When you launch a business, you may need one or more employees to help you operate. Or maybe you’ve been in business and have handled every aspect on your own, but now want help. Your first employee may be you if your business is incorporated and you provide services. Having an employee—even yourself—means various tax and regulatory responsibilities. Here’s what to know when hiring your first employee.
Get ready to become an employer by obtaining an Employer Identification Number (EIN). You get this from the IRS and can do it easily online. You’ll also need a state unemployment number under which you’ll pay state unemployment insurance (SUI), which is essentially a tax you pay to your state. The state will assign you a rate for your SUI.
Finding the right employee can be challenging, especially in this tight labor market. Forget the old want ads. Today, you find good employees primarily through word of mouth, such as a referral from someone you know, or a job search website, such as Indeed, LinkedIn Jobs, ZipRecruiter, or other sites. Some sites are geared to specific qualifications (e.g., programmers). Check for fees on all sites.
When you conduct an interview—in person or virtually—be sure you know what you can and cannot ask. The EEOC has a list of questions you can’t ask.
It’s always a good idea to do a background check to verify that the job candidate’s claims are solid. Be sure to check state laws regarding what you can and cannot ask and other requirements. For example, if you’re hiring a bookkeeper—a person who will likely write checks and see bank statements—you might want to do a credit check, which can only be done with the applicant’s consent. If the worker is going to be driving on company business, verify the applicant’s driver’s license and driving history.
Have employees complete all necessary forms and documents. Retain this and other employment-related forms and documents for a minimum of 4 years. Here are some examples of materials a newly hired employee needs to sign.
- Form I-9. This form verifies that your new employee is legally eligible to work in the U.S.
- Form W-4. This form lets you know withholding requirements (e.g., tax filing status) for the employees.
- Form 8850. This form is submitted to your state force agency to determine whether your new worker is in a “targeted group” so that you qualify for the work opportunity tax credit.
- Nondisclosure agreement. If you want to be sure your employee keeps confidential any company information—price lists, customers, etc.—use this agreement.
Setting up insurance and payroll
You must have workers’ compensation insurance (in Texas it’s optional) to cover job-related injuries and illness. If you’re the only employee, you may be able to claim exemption from coverage. Check with your state labor department to determine coverage obligations.

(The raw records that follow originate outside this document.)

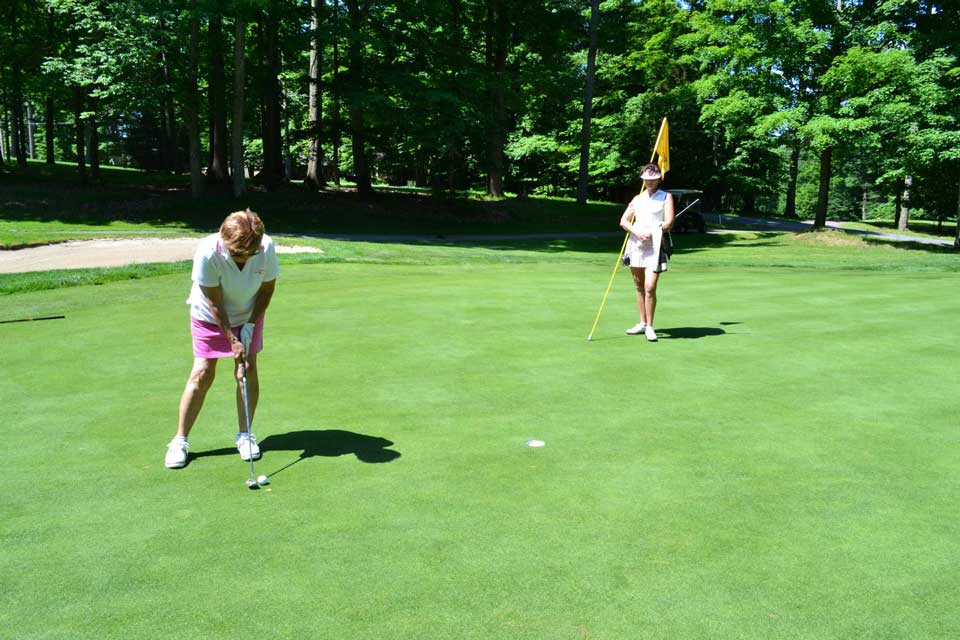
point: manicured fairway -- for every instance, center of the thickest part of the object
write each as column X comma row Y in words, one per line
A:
column 782, row 464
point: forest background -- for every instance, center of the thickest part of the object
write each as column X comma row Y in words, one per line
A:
column 834, row 109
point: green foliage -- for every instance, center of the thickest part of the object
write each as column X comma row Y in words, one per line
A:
column 745, row 84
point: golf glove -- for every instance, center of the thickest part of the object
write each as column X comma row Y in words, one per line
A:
column 246, row 335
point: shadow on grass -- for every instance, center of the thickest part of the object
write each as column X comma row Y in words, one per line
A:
column 328, row 443
column 682, row 333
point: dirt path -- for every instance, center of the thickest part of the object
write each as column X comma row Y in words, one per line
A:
column 79, row 254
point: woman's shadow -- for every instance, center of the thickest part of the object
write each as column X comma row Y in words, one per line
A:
column 330, row 443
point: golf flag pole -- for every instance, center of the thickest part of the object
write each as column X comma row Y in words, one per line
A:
column 661, row 149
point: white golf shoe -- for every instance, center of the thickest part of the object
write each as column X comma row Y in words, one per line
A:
column 247, row 446
column 176, row 454
column 637, row 329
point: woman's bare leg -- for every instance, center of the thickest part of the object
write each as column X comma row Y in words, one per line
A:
column 201, row 377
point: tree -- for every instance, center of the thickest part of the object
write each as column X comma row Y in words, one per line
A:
column 239, row 82
column 314, row 178
column 588, row 103
column 358, row 11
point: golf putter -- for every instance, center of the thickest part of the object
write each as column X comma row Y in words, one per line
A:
column 252, row 482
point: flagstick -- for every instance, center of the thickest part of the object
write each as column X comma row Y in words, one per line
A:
column 624, row 246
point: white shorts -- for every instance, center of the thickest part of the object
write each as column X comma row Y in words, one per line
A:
column 642, row 256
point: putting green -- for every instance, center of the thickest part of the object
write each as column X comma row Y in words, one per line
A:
column 781, row 464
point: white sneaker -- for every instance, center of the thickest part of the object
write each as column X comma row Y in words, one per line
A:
column 176, row 454
column 637, row 329
column 247, row 446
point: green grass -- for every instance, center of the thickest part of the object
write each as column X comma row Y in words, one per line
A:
column 780, row 465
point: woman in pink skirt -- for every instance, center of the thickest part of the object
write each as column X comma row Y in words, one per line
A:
column 234, row 275
column 647, row 216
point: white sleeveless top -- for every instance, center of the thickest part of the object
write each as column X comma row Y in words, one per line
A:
column 648, row 213
column 648, row 209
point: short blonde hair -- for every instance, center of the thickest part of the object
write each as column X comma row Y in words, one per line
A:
column 242, row 231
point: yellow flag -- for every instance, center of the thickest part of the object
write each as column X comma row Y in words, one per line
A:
column 663, row 148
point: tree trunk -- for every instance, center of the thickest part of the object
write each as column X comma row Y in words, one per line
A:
column 169, row 116
column 496, row 56
column 314, row 179
column 904, row 222
column 5, row 114
column 337, row 132
column 19, row 146
column 823, row 196
column 898, row 203
column 93, row 151
column 79, row 133
column 272, row 172
column 239, row 180
column 31, row 147
column 956, row 238
column 48, row 131
column 588, row 104
column 357, row 94
column 193, row 106
column 790, row 207
column 217, row 171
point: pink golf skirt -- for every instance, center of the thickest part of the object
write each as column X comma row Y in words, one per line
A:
column 209, row 342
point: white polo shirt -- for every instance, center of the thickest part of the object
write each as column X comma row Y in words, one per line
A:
column 214, row 267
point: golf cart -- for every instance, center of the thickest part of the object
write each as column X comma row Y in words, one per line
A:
column 692, row 219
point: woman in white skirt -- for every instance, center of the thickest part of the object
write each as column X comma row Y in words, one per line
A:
column 647, row 216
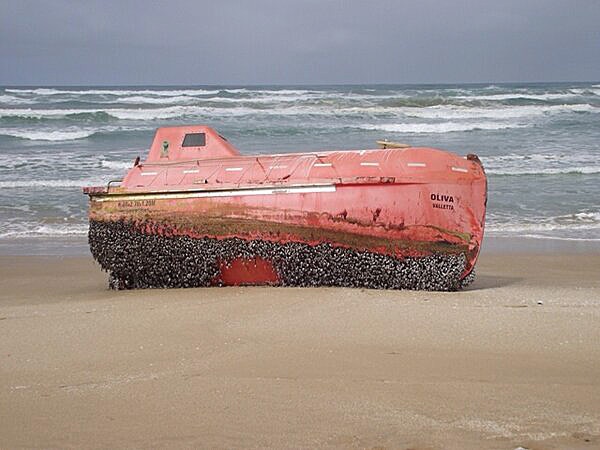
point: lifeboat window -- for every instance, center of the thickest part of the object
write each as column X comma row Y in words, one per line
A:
column 194, row 140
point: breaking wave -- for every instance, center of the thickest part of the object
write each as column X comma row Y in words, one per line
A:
column 25, row 184
column 446, row 127
column 62, row 135
column 44, row 230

Get your payroll processes set up so you can:
- Figure and withhold federal (and where applicable, state and local) income taxes and the employee’s share of FICA
- Deposit payroll taxes with the U.S. Treasury and your state
- File timely employment tax returns. Usually, this is quarterly.
Work with a pro—a accountant or payroll company—to be sure you are handling employment taxes correctly. The cost of professional help is much less than penalties for mistakes you could easily handling payroll on your own.
Lawrence Bossidy, former COO of General Electric said: “Nothing we do is more important than hiring and developing people. At the end of the day, you bet on people, not on strategies.” When you’re ready to hire your first employee, do it right!